Chapter 6 Flashcards - Partitioning
Basic Concepts
What is partitioning (sharding) and why is it needed?
?
- Partitioning: Splitting a large dataset across multiple nodes, so each node holds only a subset
- Also called: Sharding (MongoDB, Elasticsearch), Tablets (Bigtable), Regions (HBase), VNodes (Cassandra)
- Why needed:
- Data too large for single machine
- Query load too high for single machine
- Enables horizontal scaling (add nodes = add capacity)

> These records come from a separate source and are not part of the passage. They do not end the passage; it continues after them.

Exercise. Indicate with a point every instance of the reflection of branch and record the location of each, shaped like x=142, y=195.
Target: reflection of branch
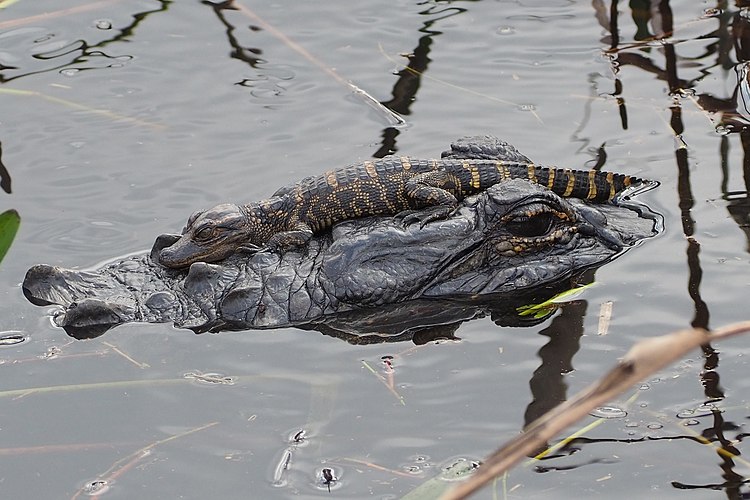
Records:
x=644, y=359
x=4, y=174
x=80, y=107
x=263, y=24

- Combined with replication: Each partition is replicated to multiple nodes for availability
- Orthogonal: Replication and partitioning are independent concerns
What is a hot spot and what causes it?
?
- Hot spot: One partition receives disproportionately high read or write load
- Causes:
- Sequential keys (timestamps): All new writes go to the “latest” partition
- Popular keys (celebrities): Celeb’s posts read by millions → same partition overwhelmed
- Non-uniform key distribution with range partitioning: Some ranges have more data/traffic
- Mitigation:
- Prepend random/varied prefix to keys (distributes sequential writes)
- Caching layer for popular keys (reduces reads to hot partition)
- Application-level sharding of hot keys (e.g., append
_0through_99)
Partitioning Strategies
What are the two main partitioning strategies and their key trade-off?
?
Key-range partitioning:
- Assign continuous ranges of keys to partitions (like encyclopedia volumes)
- Keys sorted within partitions → range queries efficient
- ✅ Range scans fast; ✅ Sorted data
- ❌ Hot spots from sequential key access patterns (e.g., timestamps)
- Used by: HBase, Bigtable, MongoDB (range)
Hash partitioning:
- Hash the key → hash value determines partition
- Even distribution regardless of key patterns
- ✅ Uniform distribution; ✅ No sequential hot spots
- ❌ Range queries require scatter/gather across all partitions
- Used by: Cassandra (partition key), DynamoDB, MongoDB (hash index)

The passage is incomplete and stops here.